Mansou Mhenni
N’est-ce pas étonnant, ce comportement de nos hommes politiques qui ne cessent de brandir le spectre d’Ennahdha et d’en amplifier l’image terrifiante pour justifier leur impuissance à mobiliser assez de citoyens autour de leurs propres images, au lieu d’offrir des programmes crédibles et innovants et d’avancer assez d’arguments de la pertinence et de l’altruisme de leurs démarches respectives ?
Il est vrai que le parti (de référence) islamiste, même nouvellement formaté à la logique historique et à la notion de progrès d’après sa récente littérature, peut constituer une menace toujours poignante à la démocratie civile et à l’Etat laïque.
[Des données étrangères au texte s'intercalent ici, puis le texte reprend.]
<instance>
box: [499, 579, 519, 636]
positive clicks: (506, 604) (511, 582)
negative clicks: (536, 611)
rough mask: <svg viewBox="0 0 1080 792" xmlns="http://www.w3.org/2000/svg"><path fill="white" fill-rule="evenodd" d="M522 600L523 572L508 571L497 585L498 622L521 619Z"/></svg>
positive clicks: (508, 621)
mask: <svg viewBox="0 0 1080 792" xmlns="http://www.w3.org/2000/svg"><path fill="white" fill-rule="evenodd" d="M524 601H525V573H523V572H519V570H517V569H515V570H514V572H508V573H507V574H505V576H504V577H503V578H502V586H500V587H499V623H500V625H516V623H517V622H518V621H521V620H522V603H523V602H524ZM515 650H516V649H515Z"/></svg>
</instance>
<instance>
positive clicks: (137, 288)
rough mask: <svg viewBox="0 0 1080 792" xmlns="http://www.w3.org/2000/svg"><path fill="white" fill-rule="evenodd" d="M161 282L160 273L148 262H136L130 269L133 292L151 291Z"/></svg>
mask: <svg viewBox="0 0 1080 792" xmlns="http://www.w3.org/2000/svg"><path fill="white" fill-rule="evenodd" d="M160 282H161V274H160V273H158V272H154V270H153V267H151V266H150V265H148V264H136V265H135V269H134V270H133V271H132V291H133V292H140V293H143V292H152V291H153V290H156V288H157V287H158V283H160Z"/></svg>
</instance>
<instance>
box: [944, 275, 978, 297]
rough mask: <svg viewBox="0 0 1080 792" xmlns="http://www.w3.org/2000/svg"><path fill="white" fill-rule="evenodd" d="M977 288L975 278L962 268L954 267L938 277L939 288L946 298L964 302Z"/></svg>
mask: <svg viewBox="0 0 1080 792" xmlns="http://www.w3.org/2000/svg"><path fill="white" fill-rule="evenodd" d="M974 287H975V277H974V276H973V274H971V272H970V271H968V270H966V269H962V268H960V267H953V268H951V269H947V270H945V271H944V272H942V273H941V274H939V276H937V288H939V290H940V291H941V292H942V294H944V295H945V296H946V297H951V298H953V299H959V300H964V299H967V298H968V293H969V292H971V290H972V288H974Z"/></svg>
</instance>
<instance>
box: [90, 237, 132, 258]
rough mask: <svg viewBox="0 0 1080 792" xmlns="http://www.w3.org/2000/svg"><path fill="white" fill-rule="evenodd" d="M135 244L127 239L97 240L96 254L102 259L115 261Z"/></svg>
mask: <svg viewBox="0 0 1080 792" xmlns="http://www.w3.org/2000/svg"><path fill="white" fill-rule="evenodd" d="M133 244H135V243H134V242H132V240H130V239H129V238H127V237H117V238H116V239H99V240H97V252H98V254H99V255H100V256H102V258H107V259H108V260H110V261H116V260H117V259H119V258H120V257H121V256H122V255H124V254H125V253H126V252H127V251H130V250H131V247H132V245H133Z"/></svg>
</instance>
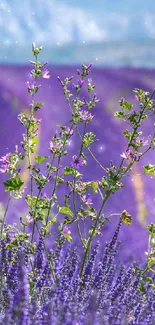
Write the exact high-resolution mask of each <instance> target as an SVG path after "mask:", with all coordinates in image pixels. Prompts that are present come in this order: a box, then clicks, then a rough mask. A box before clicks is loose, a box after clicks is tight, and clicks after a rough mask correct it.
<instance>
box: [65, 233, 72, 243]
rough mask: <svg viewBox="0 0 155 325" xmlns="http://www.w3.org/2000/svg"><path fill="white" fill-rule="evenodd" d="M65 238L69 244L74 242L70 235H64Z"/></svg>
mask: <svg viewBox="0 0 155 325" xmlns="http://www.w3.org/2000/svg"><path fill="white" fill-rule="evenodd" d="M63 236H64V238H66V239H67V241H68V242H71V241H72V237H71V236H70V235H68V234H63Z"/></svg>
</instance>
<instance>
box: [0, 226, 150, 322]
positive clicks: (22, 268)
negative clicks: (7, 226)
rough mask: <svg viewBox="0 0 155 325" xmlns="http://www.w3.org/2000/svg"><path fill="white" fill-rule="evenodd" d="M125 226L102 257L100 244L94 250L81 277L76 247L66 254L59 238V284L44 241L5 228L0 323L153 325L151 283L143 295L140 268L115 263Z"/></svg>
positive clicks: (3, 244) (4, 228)
mask: <svg viewBox="0 0 155 325" xmlns="http://www.w3.org/2000/svg"><path fill="white" fill-rule="evenodd" d="M121 224H122V222H121V220H120V222H119V224H118V227H117V229H116V231H115V233H114V236H113V238H112V240H111V241H110V242H109V243H106V246H105V249H104V252H103V253H102V257H101V253H99V250H100V249H99V248H100V247H99V243H98V242H97V243H96V245H95V246H94V247H93V248H92V249H91V251H90V255H89V258H88V259H87V261H86V265H85V268H84V272H83V276H82V277H81V278H80V277H79V269H80V256H79V255H78V253H77V250H76V248H75V247H72V248H69V249H67V250H66V248H65V244H64V240H63V238H61V237H60V238H59V241H58V242H57V245H56V248H55V253H54V252H53V251H52V250H50V251H49V257H48V259H49V261H51V262H52V263H53V265H54V270H55V274H56V277H57V281H56V283H54V282H53V278H52V276H51V271H50V267H49V263H47V262H44V261H45V255H44V250H43V245H42V238H41V236H40V239H39V243H38V246H37V247H34V245H32V244H30V242H29V241H28V240H27V242H25V241H24V235H21V233H19V232H18V231H17V230H16V231H14V233H12V232H11V231H10V229H7V227H4V229H5V239H1V241H0V257H1V259H0V260H1V273H0V276H1V287H2V290H1V297H0V299H1V307H0V321H1V323H4V324H6V325H7V324H8V325H9V324H12V323H13V324H21V325H22V324H23V325H24V324H45V325H46V324H53V325H58V324H66V325H67V324H80V325H86V324H93V325H106V324H111V325H115V324H119V325H121V324H122V325H124V324H128V325H133V324H141V325H143V324H150V325H151V324H152V325H153V324H154V317H155V309H154V298H155V293H154V290H153V288H152V287H151V286H149V283H148V284H145V285H144V286H143V292H141V291H142V289H141V288H142V275H141V271H140V270H139V268H138V267H137V266H136V265H135V264H132V265H131V266H129V267H128V268H126V267H125V266H123V265H119V264H118V262H117V264H116V261H117V259H116V255H117V251H118V247H119V242H118V233H119V229H120V226H121ZM17 241H19V246H18V247H17V244H16V242H17ZM98 258H99V262H98ZM24 261H27V262H26V263H25V262H24ZM32 261H35V263H34V268H33V271H31V272H30V270H31V263H32Z"/></svg>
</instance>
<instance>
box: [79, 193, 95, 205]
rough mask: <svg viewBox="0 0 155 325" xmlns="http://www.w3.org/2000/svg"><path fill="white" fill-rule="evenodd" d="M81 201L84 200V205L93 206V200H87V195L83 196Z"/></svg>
mask: <svg viewBox="0 0 155 325" xmlns="http://www.w3.org/2000/svg"><path fill="white" fill-rule="evenodd" d="M81 199H82V201H83V203H85V204H87V205H90V204H93V202H92V199H90V198H88V199H87V198H86V195H82V196H81Z"/></svg>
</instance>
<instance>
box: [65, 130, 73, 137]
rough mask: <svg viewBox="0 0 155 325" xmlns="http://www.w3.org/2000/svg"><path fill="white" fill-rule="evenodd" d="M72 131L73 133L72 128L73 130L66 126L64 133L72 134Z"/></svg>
mask: <svg viewBox="0 0 155 325" xmlns="http://www.w3.org/2000/svg"><path fill="white" fill-rule="evenodd" d="M73 133H74V130H73V129H70V128H67V129H66V134H67V135H70V136H72V135H73Z"/></svg>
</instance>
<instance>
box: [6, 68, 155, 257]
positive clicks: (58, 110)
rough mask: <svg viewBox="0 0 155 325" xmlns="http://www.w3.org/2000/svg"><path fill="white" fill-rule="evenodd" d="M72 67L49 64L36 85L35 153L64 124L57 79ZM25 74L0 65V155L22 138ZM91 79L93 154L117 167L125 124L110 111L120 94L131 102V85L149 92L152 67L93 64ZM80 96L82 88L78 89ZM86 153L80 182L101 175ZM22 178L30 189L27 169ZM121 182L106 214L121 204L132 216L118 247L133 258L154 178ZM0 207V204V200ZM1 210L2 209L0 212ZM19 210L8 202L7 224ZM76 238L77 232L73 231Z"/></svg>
mask: <svg viewBox="0 0 155 325" xmlns="http://www.w3.org/2000/svg"><path fill="white" fill-rule="evenodd" d="M76 68H77V67H72V68H71V67H69V68H68V67H59V66H58V67H56V66H54V67H52V66H51V67H49V72H50V75H51V78H50V79H49V80H42V81H41V88H40V91H39V95H38V96H37V99H39V100H41V101H43V102H44V107H43V108H42V109H41V110H40V111H39V112H37V114H38V116H39V118H42V123H41V128H40V130H39V142H38V149H37V150H38V154H41V155H50V152H49V150H48V148H49V142H50V140H51V137H52V136H53V135H54V133H55V131H56V124H62V125H66V126H67V125H68V120H69V119H70V118H71V114H70V110H69V107H68V106H67V104H66V100H65V97H64V95H63V90H62V88H61V86H60V84H59V82H58V80H57V76H58V75H59V76H60V78H61V79H64V78H66V77H71V76H72V75H73V76H75V77H76ZM29 78H30V67H28V66H1V67H0V156H3V155H5V154H6V153H7V152H13V151H14V149H15V145H16V144H19V143H20V141H21V140H22V133H24V128H23V127H22V126H21V124H20V122H19V120H18V119H17V115H18V114H19V113H20V112H21V111H25V110H27V109H28V104H29V103H30V101H31V98H30V96H29V95H28V94H27V89H26V86H25V82H26V81H27V80H29ZM90 78H92V80H93V83H94V84H95V85H96V94H97V97H98V98H100V102H99V103H98V104H97V106H96V108H95V109H93V111H92V114H95V118H94V119H93V121H92V122H91V123H90V124H89V131H92V132H94V133H95V134H96V137H97V139H99V140H98V141H97V143H95V144H93V145H92V147H91V149H92V151H93V153H94V155H95V156H96V157H97V159H98V160H99V161H100V162H101V163H102V164H103V165H104V166H105V167H107V166H109V163H110V160H112V161H113V163H114V164H116V166H118V165H119V163H120V160H121V158H120V154H121V153H122V152H124V151H125V149H126V141H125V139H124V137H123V135H122V131H123V130H124V129H125V128H126V126H125V124H123V123H121V122H120V120H117V119H116V118H115V117H114V116H113V115H114V112H115V111H117V110H118V109H119V103H118V101H119V99H120V98H121V97H122V96H123V97H125V98H126V99H127V100H128V101H131V102H133V103H134V104H135V105H137V104H136V100H135V97H134V93H133V92H132V90H133V89H134V88H141V89H143V90H145V91H150V92H151V91H152V90H153V89H154V85H155V74H154V70H148V69H132V68H121V69H119V68H116V69H110V68H106V69H95V68H92V71H91V73H90ZM83 95H84V96H85V95H86V93H85V91H83ZM154 122H155V121H154V120H147V121H146V123H144V125H145V126H144V129H143V132H144V133H143V136H144V137H146V138H147V137H148V136H149V135H150V134H152V133H153V123H154ZM79 144H80V141H79V138H78V136H77V135H74V136H73V138H72V142H71V143H70V146H68V155H67V156H66V157H65V158H64V160H63V164H64V165H63V166H65V165H67V164H68V165H69V164H70V163H71V158H72V156H73V155H74V154H76V153H77V151H78V148H79ZM87 154H88V157H89V159H88V165H87V166H86V167H82V168H83V170H82V169H81V170H80V171H81V173H84V179H83V181H88V180H98V179H99V178H100V177H101V176H102V170H101V169H100V168H99V166H97V165H96V163H95V161H94V160H93V159H92V158H91V157H90V155H89V153H87ZM154 160H155V155H154V151H150V152H149V153H148V154H147V155H146V156H144V158H143V159H142V160H141V161H140V163H138V164H137V165H136V167H135V170H134V172H135V173H142V172H143V169H142V167H143V165H144V164H147V163H148V162H149V163H152V164H153V163H154ZM6 177H7V175H2V174H1V175H0V184H1V186H0V201H1V203H2V204H4V207H5V204H6V202H7V194H6V193H4V187H3V185H2V182H3V181H4V180H6ZM22 179H23V180H24V182H25V186H27V191H26V192H29V182H28V175H27V172H23V174H22ZM123 181H124V183H125V187H124V189H122V190H119V191H118V193H116V194H115V195H114V196H113V197H112V198H111V199H110V200H109V201H108V202H107V204H106V206H105V211H104V213H105V215H106V214H107V215H109V214H111V213H114V212H116V213H119V212H122V210H123V209H126V210H127V211H128V212H129V213H131V214H132V216H133V224H132V225H131V226H127V225H124V226H123V228H122V230H121V235H120V239H121V240H122V244H121V251H124V252H125V254H122V256H123V259H124V260H127V259H128V260H129V258H130V256H131V255H132V257H133V258H137V259H141V258H142V259H143V258H144V251H145V250H146V249H147V240H148V234H147V230H146V225H147V224H148V223H149V222H151V221H153V220H154V217H155V203H154V197H155V190H154V188H155V180H154V179H153V178H152V177H150V176H147V175H141V176H140V175H139V176H133V175H132V176H127V177H126V178H125V179H124V180H123ZM51 191H52V189H51V184H48V186H47V189H46V188H45V192H46V193H47V194H48V195H50V193H51ZM64 194H65V188H63V187H62V189H61V190H60V191H59V197H60V202H61V203H62V202H63V198H64ZM92 201H93V203H94V206H95V207H99V204H100V198H99V197H98V195H97V196H96V195H93V196H92ZM1 209H2V210H3V207H2V205H1ZM0 213H1V215H2V211H1V212H0ZM21 214H24V215H25V214H26V205H24V204H23V202H22V200H21V201H20V200H19V201H12V203H11V205H10V210H9V211H8V220H9V222H10V223H13V222H17V223H18V220H19V219H18V218H19V217H20V216H21ZM117 222H118V217H116V216H113V217H112V222H111V223H110V224H107V225H106V226H105V227H104V233H103V236H102V237H101V240H102V242H105V240H107V239H109V238H111V234H112V233H113V232H114V229H115V227H116V223H117ZM74 238H75V239H76V236H74Z"/></svg>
Sans doute pas une menace aussi violente, aussi extrémiste et aussi passéiste que celle de sa première constitution en tant que mouvement religieux et politique, mais une menace quand même venant de plus en plus de son infiltration pernicieuse dans les structures les plus sensibles de la société et dans les rouages moteurs de l’Etat pour inscrire de façon indélébile leur effet sur la mentalité et les sentiments des citoyens.
On l’a souvent dit, le mouvement Ennahdha se sert au mieux des moyens et des tactiques dont il dispose, plus efficacement que l’ancien RCD dont il s’est amplement inspiré, agissant au croisement de l’idéologique et du cultuel (présentés comme culturels), pour conforter son pouvoir, désormais bien en place, pour le consolider au plus fort et pour l’étendre aussi largement que possible. Mais à bien analyser la situation, n’est-ce pas de la stratégie politique pour un parti que d’essayer de gagner le plus d’espace, le plus de gens et le plus de pouvoir ? N’est-ce pas à ses concurrents de l’empêcher d’en abuser par une action efficace à même de contrer son hégémonisme et sa course vers un quelconque absolutisme ?
De ce point de vue, la vraie question de nos politiques devrait être celle de savoir comment gagner, sur le terrain, pratiquement et efficacement, l’adhésion citoyenne à un programme fédérateur d’équilibrage politique pour sauver la dynamique de démocratisation. Hélas, depuis qu’Ennahdha est au pouvoir, directement ou indirectement, la seule démarche qui ait relativement réussi à contrer sa ruée envahissante, c’était l’initiative de Béji Caïd Essebsi et du mouvement Nidaa Tounès qui en est né. Malheureusement, le spectacle actuel de ce dernier est d’une telle désolation qu’il prête au désespoir.
Autour de lui, plusieurs petitesses, au sens de poids politiques, s’agitent et discourent sans un vrai impact et sans une feuille de route collectivement coordonnée et savamment conduite. Nous voyons des personnalités toujours malades de leurs seules ambitions personnelles, se cognant la tête telles des chauves-souris aux murs pourris d’une chambre obscure, incapables de mobiliser plus que quelques citoyens perdus dans un désert politique qui ne leur offre aucune sortie rassurante.
Pendant ce temps-là, des associations caritatives sont déployées dans tous le pays pour répondre à des demandes ou à des attentes citoyennes au nom des valeurs religieuses, avec parfois des moyens inimaginables, en vertigineux déséquilibre avec les moyens des associations culturelles et scientifiques. Pour qui voteront demain ces petites gens, sinon pour le parti qui leur rappellera à temps ces valeurs comme le support d’un programme politique et qui superposera ses objectifs à la consécration de ces valeurs ? Car aujourd’hui le scénario de 2011 peut se reproduire par un juste changement du slogan « les gens qui craignent Dieu », par le slogan « les gens qui servent Dieu en servant les croyants ».
La raison dicterait donc à nos politiciens sincères et un tant soit peu désintéressés de se regrouper, en tant que masse et non en tant que personnes, autour d’objectifs et de programmes fédérateurs, spécifiques à leur action concertée et coordonnée, indépendamment même d’Ennahdha en tant que monstre à faire peur, mais en tant qu’adversaire politique à vaincre par les moyens de la démocratie. Car difficile aujourd’hui de se débarrasser d’Ennahdha en en faisant un ennemi politique, tout au plus peut-on limiter sa force et son impact en n’en faisant qu’un adversaire politique.